Court Opinion

ID: 8917755
Source: CourtListenerOpinion
Date Created: 2022-11-27 05:48:51.069116+00
Date Added: 2024-06-11T17:09:09.069127
License: Public Domain

LUMBARD, Circuit Judge,
dissenting:
I dissent.
Under the circumstances of this case, I see no purpose in remanding to the district court for further findings regarding the entitlement of the State of New York to a fee award. Unlike a private citizen, who typically does not have even one lawyer on his payroll, the state needs no encouragement to litigate. Quite the contrary, the state needs to be discouraged from coming into the federal court when it could just as easily, and more properly, go into the local state court, in which similar relief is available under state and federal law. Rarely indeed do we hear of a statement or speech *26by any federal judge, at any level, that fails to point out that the constant and accelerating increase in federal judicial business threatens the capacity of our judicial system to dispense justice in due time and with proper care and attention. To reward the state with a fee allowance for adding to our case load is completely inconsistent both with any sensible adjustment of the relationship between our federal and state judicial systems and with our frequently expressed theory that state business should be left to the states wherever possible.

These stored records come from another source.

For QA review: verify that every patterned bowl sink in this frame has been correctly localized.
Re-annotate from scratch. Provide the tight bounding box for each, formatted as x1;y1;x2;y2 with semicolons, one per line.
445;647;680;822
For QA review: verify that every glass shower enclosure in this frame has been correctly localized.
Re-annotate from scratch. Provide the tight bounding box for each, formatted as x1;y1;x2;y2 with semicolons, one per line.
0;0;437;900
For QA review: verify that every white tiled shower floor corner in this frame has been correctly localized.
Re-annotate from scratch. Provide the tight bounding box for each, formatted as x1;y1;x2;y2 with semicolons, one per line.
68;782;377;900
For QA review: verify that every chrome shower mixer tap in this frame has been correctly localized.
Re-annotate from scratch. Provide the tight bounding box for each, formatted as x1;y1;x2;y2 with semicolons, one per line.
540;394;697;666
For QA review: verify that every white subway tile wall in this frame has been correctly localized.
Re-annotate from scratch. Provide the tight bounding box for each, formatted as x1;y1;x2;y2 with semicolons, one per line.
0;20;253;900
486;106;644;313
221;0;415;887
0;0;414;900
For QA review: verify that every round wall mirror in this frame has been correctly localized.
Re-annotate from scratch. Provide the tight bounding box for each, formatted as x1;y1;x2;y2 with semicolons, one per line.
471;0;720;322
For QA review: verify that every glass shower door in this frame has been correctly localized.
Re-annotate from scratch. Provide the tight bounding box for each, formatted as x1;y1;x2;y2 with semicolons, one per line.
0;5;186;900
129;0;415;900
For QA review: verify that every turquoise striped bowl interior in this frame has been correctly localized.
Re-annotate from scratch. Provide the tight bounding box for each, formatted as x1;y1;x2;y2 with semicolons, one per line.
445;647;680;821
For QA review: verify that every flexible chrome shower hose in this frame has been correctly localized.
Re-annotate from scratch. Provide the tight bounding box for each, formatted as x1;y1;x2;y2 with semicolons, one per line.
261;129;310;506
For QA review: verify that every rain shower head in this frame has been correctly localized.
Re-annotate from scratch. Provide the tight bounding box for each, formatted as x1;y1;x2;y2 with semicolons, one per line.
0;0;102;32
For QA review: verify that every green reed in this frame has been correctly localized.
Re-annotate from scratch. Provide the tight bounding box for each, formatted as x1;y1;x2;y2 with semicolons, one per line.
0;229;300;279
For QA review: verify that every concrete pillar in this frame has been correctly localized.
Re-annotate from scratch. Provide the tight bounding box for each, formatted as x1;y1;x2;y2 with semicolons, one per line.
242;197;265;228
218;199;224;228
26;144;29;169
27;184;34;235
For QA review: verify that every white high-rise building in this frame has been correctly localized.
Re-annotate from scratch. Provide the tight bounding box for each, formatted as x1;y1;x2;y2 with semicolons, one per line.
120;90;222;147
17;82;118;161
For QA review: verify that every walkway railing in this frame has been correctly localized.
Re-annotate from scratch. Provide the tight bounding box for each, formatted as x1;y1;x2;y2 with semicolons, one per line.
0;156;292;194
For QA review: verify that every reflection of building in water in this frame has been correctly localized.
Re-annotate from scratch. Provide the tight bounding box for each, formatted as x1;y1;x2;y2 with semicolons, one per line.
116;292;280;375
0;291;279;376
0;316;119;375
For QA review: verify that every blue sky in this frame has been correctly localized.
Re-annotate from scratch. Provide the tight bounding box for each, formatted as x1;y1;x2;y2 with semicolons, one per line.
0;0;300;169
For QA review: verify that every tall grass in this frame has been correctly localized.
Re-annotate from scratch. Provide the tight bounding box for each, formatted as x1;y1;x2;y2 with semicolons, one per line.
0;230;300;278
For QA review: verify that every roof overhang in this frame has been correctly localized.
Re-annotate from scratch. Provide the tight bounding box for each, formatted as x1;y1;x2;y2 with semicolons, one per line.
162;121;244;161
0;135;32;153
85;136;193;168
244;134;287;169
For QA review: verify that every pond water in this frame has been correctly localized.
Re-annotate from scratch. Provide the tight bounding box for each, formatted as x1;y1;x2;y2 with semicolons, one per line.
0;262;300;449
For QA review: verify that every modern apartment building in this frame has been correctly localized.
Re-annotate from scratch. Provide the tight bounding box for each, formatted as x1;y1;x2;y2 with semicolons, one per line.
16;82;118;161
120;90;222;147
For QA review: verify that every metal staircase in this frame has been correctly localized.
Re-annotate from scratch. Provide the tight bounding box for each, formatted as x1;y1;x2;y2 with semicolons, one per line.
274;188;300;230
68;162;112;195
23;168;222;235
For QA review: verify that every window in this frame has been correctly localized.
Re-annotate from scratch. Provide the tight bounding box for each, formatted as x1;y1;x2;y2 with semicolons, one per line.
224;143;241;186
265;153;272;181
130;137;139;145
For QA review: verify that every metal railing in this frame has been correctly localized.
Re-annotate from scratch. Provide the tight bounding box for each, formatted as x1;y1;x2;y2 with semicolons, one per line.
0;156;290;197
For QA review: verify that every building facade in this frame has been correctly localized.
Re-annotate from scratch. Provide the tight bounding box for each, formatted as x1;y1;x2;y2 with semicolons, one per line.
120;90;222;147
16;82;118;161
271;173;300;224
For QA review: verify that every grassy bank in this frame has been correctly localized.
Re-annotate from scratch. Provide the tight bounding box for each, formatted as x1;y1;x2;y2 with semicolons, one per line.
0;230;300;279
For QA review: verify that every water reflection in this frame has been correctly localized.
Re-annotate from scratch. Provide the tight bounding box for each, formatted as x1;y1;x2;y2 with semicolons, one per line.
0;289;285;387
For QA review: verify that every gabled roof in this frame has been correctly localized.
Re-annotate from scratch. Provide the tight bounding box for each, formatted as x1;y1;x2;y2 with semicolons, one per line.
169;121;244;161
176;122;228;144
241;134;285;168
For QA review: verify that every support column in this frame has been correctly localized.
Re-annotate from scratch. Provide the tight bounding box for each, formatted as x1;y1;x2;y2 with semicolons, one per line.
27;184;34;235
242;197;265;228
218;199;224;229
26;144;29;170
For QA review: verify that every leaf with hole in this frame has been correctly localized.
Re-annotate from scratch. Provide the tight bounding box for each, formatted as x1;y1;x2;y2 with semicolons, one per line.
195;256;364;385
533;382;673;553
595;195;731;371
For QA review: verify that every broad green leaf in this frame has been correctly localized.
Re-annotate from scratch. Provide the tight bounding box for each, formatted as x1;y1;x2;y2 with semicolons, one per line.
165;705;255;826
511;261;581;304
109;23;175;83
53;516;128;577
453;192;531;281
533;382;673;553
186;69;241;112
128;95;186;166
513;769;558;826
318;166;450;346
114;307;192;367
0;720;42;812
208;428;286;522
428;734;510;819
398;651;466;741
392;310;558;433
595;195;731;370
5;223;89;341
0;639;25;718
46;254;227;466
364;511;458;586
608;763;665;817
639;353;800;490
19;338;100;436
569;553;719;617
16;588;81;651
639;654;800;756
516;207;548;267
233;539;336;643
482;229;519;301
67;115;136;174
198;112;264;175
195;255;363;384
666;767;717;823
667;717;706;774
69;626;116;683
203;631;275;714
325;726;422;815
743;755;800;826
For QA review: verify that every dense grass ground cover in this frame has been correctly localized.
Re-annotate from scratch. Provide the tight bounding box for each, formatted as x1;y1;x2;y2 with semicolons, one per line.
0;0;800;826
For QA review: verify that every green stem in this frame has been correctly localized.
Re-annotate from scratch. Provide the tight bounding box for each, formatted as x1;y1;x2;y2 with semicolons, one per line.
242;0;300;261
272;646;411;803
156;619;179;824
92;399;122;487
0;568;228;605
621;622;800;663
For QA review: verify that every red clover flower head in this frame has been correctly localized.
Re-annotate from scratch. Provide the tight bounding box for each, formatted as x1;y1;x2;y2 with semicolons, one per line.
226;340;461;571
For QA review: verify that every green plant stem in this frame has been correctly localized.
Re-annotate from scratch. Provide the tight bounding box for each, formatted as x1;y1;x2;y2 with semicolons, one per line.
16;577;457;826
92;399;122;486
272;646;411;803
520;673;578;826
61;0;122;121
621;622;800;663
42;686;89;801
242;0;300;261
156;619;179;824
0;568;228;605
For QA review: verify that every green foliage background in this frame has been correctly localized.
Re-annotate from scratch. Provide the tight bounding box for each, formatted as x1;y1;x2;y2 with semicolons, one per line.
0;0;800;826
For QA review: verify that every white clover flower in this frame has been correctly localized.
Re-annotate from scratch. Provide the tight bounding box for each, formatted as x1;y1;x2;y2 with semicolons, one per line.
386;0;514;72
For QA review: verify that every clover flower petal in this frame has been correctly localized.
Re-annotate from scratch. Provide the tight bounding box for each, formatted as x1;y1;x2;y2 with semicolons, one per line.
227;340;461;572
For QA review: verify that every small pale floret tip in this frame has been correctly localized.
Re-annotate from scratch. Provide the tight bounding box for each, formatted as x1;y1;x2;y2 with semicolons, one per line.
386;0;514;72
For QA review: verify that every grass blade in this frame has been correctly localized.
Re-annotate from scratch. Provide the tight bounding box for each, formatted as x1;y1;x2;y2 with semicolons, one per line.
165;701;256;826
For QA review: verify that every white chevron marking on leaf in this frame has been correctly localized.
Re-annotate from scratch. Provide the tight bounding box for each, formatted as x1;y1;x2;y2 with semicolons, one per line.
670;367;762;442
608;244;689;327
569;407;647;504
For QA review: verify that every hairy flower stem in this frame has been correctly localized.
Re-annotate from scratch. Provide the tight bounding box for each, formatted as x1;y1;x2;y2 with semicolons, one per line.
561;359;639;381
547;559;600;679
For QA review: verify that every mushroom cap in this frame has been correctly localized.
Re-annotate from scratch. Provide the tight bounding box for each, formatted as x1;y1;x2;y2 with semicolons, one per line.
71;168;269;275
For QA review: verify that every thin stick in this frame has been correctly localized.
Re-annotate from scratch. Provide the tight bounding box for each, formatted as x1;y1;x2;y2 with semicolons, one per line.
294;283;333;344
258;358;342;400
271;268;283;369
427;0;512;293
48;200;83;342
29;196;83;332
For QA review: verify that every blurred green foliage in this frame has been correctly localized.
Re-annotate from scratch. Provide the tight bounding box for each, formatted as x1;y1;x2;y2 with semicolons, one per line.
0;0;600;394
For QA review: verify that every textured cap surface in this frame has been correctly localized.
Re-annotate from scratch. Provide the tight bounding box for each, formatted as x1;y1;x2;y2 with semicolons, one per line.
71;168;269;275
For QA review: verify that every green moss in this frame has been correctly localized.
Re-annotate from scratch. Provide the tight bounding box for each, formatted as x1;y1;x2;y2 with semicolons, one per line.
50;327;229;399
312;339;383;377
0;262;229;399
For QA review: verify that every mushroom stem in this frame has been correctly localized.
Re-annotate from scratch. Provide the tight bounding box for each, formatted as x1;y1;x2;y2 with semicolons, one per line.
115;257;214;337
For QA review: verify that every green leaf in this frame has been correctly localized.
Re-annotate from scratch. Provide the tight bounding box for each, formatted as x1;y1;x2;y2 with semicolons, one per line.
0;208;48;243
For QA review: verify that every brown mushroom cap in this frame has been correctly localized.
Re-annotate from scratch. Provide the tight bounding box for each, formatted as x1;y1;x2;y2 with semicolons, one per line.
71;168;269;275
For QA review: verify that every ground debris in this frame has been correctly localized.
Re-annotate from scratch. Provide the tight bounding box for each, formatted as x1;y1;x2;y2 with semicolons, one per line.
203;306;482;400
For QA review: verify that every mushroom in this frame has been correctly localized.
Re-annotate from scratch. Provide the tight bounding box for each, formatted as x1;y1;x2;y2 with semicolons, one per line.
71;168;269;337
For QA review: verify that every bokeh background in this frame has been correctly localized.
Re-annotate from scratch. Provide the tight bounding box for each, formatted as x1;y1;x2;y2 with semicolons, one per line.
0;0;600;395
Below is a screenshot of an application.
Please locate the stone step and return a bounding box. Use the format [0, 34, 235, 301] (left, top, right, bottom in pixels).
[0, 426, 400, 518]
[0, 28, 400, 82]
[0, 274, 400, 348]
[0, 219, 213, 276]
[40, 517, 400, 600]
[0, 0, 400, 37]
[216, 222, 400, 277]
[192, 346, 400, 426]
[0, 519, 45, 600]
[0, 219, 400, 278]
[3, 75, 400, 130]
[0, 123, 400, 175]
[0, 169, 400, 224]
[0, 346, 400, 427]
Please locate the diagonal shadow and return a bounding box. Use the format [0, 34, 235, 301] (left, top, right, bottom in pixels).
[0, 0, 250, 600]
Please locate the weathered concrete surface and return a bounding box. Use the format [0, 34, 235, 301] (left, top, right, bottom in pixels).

If the state complains about the expense of conducting this litigation, and similar matters, surely the state legislature can provide in its courts the same type of fee allowance for parens patriae suits that Congress has granted in § 1988 to suitors in the federal courts. Any bar that may now exist to such reimbursement in the New York courts should not serve as an excuse for the state to come into federal court.
I would accordingly adhere to the panel opinion and affirm the decision of the district court.